What is the limit? (was RE: multi-homing fixes)

Sean_M_Doran · August 29, 2001, 11:58am

The Internet *FAILED* in 1994. The number of prefixes carried globally
exceeded the ability of the global routing system to carry it, and
as a result, some parts of the world deliberately summarized away
whole large-scale ISPs merely to survive.

The Internet *FAILED* again in 1996, when the dynamicism in
the global routing system exceeded the ability of many border
routers to handle, and as a result, some networks (not just core ones)
deliberately made the Internet less quick to adjust to changes in
topology.

Thus, the routing system FAILED twice: once because of memory, once
because of processor power.

If the size or the dynamicism of the global routing system grows
for a sustained period faster than the price/performance curve of
EITHER memory OR processing power, the Internet will FAIL again.

I do mean the Internet, and not just some pieces of it.
The old saw, "the Internet detects damage and routes around it" simply
isn't true, when your routing system isn't working.

It was unpleasant both times. Three continents were effectively
isolated from one another for a couple of days while organizing
a response to the memory crisis. Three of the largest ISPs at
the time were crippled on and off for days during the processing
power crisis, and even when mechanisms were brought into place,
relatively unimportant bugs destabilized the entire Internet
from time to time.

Note that the processor power issue is the one that has been
scariest, since it has had small-scale failures fairly regularly.
Things like selective packet drop *exist* because of the
price/performance curve and engineering gap for deploying and USING
more processing power.

So, Moore's Law, or more specifically the underlying curve
which tracks the growth of useful computational power, is
exactly what we should compare with the global routing system's
growth curve.

Note that when Moore is doing better than the Internet,
it allows for either cheaper supply of dynamic connectivity,
or it allows for the deployment of more complex handling
of the global NLRI.

The major problem, as you have pointed out, is that processing
requirement is often bursty, such as when everyone is trying
to do a dynamic recovery from a router crash or major line fault.
We could still use 68030s in our core routers, it's just that it'd
take alot longer than it used to perform a global partition repair,
which means your TCP sessions or your patience will probably time out
alot more frequently.

I think that what we need to do is have a fourth group, call them Internet
Engineers for lack of a better word, come in and determine what the sign
should read.

Structures built according to best known engineering practices
still fall down from time to time. That's the problem in anticipating
unforeseen failures. Consider yourself lucky that you haven't had
to experience a multi-day degredation (or complete failure!) of
service due to resource constraints. And that you haven't
run into a sign that says: "please note: if you try to have an
automatic partition repair in the event this path towards {AS SET}
fails, your local routing system will destabilize".

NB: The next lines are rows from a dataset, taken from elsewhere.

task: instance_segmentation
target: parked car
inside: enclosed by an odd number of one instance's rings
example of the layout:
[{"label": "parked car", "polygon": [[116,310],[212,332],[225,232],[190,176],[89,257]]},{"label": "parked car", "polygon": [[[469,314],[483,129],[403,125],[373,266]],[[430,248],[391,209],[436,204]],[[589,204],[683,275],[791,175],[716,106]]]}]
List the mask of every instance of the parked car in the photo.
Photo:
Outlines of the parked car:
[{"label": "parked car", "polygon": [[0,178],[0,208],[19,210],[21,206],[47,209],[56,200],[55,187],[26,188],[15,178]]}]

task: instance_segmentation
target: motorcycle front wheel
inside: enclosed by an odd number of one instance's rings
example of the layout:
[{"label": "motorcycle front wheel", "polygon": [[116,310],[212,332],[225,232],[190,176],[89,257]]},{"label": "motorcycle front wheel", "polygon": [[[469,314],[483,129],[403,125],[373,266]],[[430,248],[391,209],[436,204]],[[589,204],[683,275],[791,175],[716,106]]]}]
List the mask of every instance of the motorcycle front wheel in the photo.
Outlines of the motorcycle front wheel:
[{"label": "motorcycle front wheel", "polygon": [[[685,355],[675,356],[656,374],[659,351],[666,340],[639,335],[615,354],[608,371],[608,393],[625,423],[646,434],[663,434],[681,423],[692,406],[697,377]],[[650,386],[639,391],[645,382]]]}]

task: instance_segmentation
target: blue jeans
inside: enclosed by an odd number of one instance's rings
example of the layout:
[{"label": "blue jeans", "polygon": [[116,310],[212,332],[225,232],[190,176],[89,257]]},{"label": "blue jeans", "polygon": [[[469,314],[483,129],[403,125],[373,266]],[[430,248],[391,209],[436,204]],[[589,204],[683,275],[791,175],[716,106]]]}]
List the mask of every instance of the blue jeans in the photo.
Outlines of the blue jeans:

Finally, we have a sixth group, call them the IETF, come in
and invent a flying car that doesn't need the bridge at all.

As Randy (with his IETF hat) says: "send code".

Sean.

Leo_Bicknell1 · August 29, 2001, 2:06pm

This is great FUD. First rate. Have you considered working on a
political campaign? This statement seems so true, but is so false.
We are all being held hostage by vendors here, and I hope the rest
of the people on here are letting them know as loudly as I do at
every opportunity.

Routers, in terms of route processing ability, are about as far from
state of the art as computers get these days. I can buy a < $1000
PC with 10x the MIPS and twice the memory of major vendors largest
routers. Intel and IBM have built supercomputers that can model
millions of atoms in a nuclear weapon. IBM has a machine that can
play chess. Oracle can set TPC records well over the average rate
of change of the BGP table on data sets 1000 times as large.

Once when I had hardware designers in the room from a major router
vendor I asked them 'why isn't the CPU on your route processor
socketed'? They looked at me completely puzzled, looked at each
other, and then asked in a timid voice "why would you want to do
that"? I looked at them and said 'so you can upgrade it when
a faster CPU comes out'. They replied with "we don't want people
field upgrading CPU's". I just shook my head and said it would
be nice if when a faster one came out they could spin a new rev
of the board with a new CPU faster, I didn't want to upgrade in
the field. They then started scribbling notes furiously.

Don't even get me started on the discussion of why they were custom
designing a board for the route processor, when there are off the
shelf motherboards, or if it must fit in a form factor, motherboard
designs that would be less costly for them, use all off the shelf
parts, and would allow them to bring things to market quicker.

I bet at least half the people reading this e-mail have more CPU
and memory in the box they are using for that task than the largest
core router in their network has for processing routes. And that's
without exploring the things router vendors could do to really
speed things up, like true multi-processor designs, or real amounts
of memory. I don't build a server with less than 1G of ECC RAM
these days, because it's $200. But if I buy a $1M router I'm
lucky to get 64M for processing routes.

Look back. Routers have always lagged _WAY_ behind most other
computer technology in terms of processor power, RAM, and general
purpose IO. In fact, I would go so far as to venture that they
are falling further behind, that is not keeping up with moores
law even when it is true.

There was no reason for those past failures. It was a combination
of bean counters, cluelessness, and lazyness. The routing table
is growing slower than the number of lines of code in Windows, and
god help us if we can make Windows "work" we should be able to do
some simple routing.

James_Smallacombe · August 29, 2001, 2:21pm

There is certainly some truth about re: planned obsolescence of very
expensive routers, but every time I hear this argument, it always seems to
overlook the three most important factors in big router hardware
performance: I/O, I/O and I/O.

Nonetheless, it's still annoying as hell that Cisco can't just allow a GB
or more of RAM in 5-6 figure router and just be done with that aspect of
it...

James Smallacombe PlantageNet, Inc. CEO and Janitor
up@3.am http://3.am

Andrew_Partan · August 29, 2001, 2:41pm

To the extent that this is true, and to the extent that router
vendors can and are willing to fix the problem, and to the extent
that ISPs can and are willing to deploy the new gear, and to the
extent that the overall problem is fixable by making the nodes that
make up the entire system faster, this is only a one-shot fix.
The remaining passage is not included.